There are already so many awesome answers here, but I'd like to share with you how I interpret the "probabilistic distribution of probabilities" as @David Robinson described in the accepted answer and add some complementary points using some very simple illustrations and derivations.

Imagine this, we have a coin and flip it in the following three scenarios: 1) toss it five times and get TTTTT (five tails and zero head); in scenario 2) use the same coin and toss it also five times and get HTTHH (three heads and two tails); in scenario 3) get the same coin and toss it ten times and get THHTHHTHTH (six heads and four tails).

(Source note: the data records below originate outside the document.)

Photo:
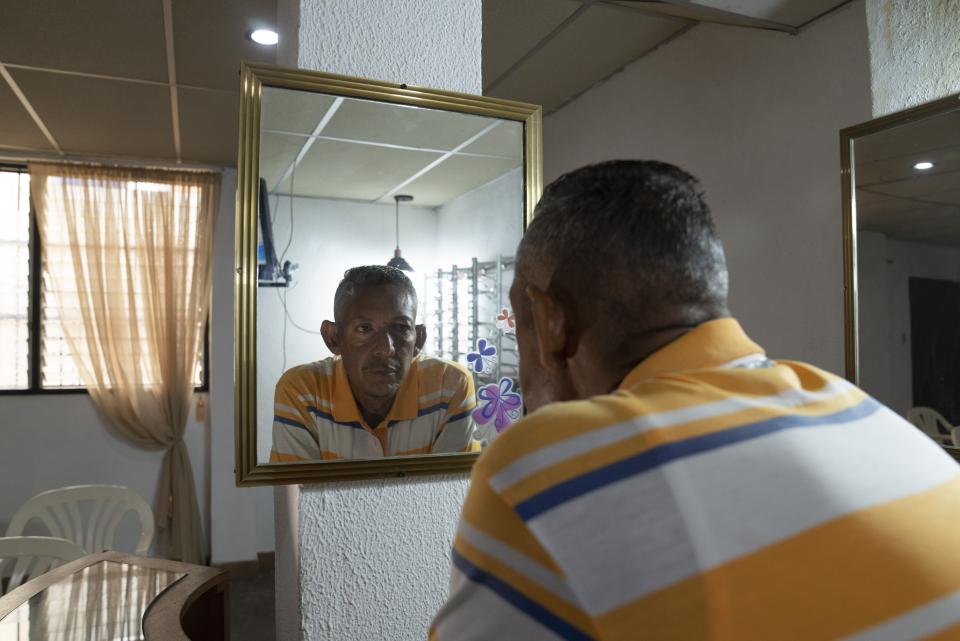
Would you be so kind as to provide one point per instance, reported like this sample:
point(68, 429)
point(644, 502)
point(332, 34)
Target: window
point(36, 355)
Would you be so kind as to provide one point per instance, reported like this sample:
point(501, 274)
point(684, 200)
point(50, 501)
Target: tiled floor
point(251, 607)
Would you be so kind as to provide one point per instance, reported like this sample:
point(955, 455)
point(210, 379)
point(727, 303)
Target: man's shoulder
point(309, 373)
point(537, 434)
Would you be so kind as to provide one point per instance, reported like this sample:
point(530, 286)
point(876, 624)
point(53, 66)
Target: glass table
point(117, 597)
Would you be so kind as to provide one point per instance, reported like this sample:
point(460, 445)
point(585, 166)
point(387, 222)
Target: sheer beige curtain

Then three issues arise a) we don't have a strategy to guess the probability in the first flipping; b) in scenario 1 the probability (we would work out) of getting head in the 6th tossing would be impossible which seems unreal(black swan event); c) in scenario 2 and 3 the (relative) probabilities of getting head next time are both $0.6$ although we know the confidence is higher in scenario 3. Therefore it is not enough to estimate the probability in tossing a coin just using a probability point and with no prior information, instead, we need a prior before we toss the coin and a probability distribution for each time step in the three cases above.

Beta distribution $\text{Beta}(\theta|\alpha_H, \alpha_T)$ can address the three problems where $\theta$ represents the density over the interval [0, 1], $\alpha_H$ the times heads occur and $\alpha_T$ the times tails occur here.

For the issue a, we can assume before flipping the coin that heads and tails are equally likely by either use a probability point and saying that the chance of occurring heads is 50%, or employing the Beta distribution and setting the prior as $\text{Beta}(\theta|1, 1)$ (equivalent to the uniform distribution) meaning two virtual tosses(we can treat the hyperparameter (1, 1) as pseudocounts) and we have observed one head event and one tail event (as depicted bellow).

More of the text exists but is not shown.